Amid a period of scary viruses and social unrest, it’s time again for a reminder that the wise investor maintains a written long-term investment plan, then holds on tight and stays invested when markets are volatile. Despite everything, U.S. markets and the economy are showing remarkable hardiness. How is the US economy showing resiliency? Read on.
We experienced a nerve-wracking stock market correction in March 2020, with U.S. stocks declining about 33 percent. Since then, markets have come back strong. Stocks rose around 30 percent from mid-March to mid-June 2020, as measured by the S&P 500 large company index. Who could have guessed?
Then May brought surprisingly strong employment numbers as the economy gradually re-opened. The number of unemployed fell by 2.1 million, according to the Bureau of Labor Statistics. (Note: the bureau acknowledged misclassification of workers on temporary layoff in its reporting since March. While May’s unemployment rate remains high at 16.4 percent, it still represents a dramatic drop from April.)
It’s wise advice to remain calm and steady in challenging times. Doing so helps us endure and navigate the unpredictable. Investors, too, are often rewarded for staying calm in volatile markets.
“Emotions can have lasting consequences, and this is particularly true when you try to time the markets,” says Josh Hile, a Seattle-based investment analyst.
Perspective Financial clients have a clear, written, long-term investment plan, executed using broad diversification and reputable mutual funds. Rough times tend to be easier to get through, as a result.

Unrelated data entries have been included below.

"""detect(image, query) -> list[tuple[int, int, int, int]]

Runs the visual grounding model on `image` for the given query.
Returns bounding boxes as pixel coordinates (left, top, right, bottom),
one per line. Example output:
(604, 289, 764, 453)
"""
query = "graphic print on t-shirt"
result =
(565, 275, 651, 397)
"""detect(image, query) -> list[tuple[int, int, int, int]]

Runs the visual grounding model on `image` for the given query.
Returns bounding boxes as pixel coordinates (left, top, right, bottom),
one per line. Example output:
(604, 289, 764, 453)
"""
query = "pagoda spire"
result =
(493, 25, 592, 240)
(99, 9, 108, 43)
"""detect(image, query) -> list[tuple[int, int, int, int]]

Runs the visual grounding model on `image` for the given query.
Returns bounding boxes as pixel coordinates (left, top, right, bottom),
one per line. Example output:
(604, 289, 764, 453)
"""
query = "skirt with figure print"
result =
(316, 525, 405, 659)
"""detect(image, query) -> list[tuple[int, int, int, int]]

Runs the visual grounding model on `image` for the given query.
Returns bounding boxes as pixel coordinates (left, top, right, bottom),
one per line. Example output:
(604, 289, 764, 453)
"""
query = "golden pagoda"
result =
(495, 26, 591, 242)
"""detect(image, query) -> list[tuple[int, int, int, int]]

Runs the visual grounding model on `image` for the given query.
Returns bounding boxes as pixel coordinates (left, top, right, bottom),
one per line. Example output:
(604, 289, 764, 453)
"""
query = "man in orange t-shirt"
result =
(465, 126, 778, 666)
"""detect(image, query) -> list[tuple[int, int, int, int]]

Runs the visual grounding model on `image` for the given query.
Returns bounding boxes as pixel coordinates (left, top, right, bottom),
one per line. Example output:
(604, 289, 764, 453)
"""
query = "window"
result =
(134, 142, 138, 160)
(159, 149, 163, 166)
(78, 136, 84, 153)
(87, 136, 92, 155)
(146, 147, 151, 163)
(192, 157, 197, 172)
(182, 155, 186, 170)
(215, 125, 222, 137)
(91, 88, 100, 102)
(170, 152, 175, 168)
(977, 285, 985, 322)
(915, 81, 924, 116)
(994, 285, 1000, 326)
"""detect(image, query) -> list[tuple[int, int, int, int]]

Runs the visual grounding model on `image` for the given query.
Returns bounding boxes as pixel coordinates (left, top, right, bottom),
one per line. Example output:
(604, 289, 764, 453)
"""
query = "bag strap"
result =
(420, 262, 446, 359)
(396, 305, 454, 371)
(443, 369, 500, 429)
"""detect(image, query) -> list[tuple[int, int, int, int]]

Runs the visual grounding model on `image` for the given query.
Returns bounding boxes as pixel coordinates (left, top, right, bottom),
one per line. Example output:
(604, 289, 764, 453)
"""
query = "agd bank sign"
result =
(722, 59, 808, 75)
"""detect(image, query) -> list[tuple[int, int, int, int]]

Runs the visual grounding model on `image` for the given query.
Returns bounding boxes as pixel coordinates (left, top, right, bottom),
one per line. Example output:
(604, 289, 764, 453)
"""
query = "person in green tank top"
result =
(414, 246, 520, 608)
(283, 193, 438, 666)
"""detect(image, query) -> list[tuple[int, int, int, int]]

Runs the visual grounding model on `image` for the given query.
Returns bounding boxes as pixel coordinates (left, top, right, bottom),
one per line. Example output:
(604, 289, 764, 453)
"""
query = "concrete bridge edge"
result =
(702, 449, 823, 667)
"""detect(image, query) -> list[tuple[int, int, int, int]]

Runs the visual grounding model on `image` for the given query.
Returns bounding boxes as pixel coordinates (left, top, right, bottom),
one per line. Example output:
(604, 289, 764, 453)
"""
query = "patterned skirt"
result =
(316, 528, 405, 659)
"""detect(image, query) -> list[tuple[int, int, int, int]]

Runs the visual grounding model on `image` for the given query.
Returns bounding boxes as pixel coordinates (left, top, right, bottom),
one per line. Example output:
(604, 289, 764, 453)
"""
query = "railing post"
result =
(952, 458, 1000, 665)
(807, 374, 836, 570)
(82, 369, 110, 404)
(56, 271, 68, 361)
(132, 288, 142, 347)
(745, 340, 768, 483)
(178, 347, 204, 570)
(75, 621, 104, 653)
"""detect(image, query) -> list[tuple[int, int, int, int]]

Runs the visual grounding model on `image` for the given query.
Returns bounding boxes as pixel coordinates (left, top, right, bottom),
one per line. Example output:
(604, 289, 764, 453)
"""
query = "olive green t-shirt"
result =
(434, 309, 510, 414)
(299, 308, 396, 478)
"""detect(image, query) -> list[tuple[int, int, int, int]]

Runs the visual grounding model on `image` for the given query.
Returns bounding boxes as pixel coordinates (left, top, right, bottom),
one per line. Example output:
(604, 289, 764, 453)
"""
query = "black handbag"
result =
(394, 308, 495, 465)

Speaking of the U.S. economy – built on grit and a never-give-up spirit – allow me to share a book recommendation. Graham Moore’s The Last Days of Night is a historical novel about the invention of the light bulb and efficient electricity transmission. Featured in the story is the sometimes-nasty rivalry between Thomas Edison, George Westinghouse and Nikola Tesla. It’s an engaging read and wonderful break from every-day stress.
As Moore describes his work, “I love the notion that I could write something that two people could share. That’s the goal.”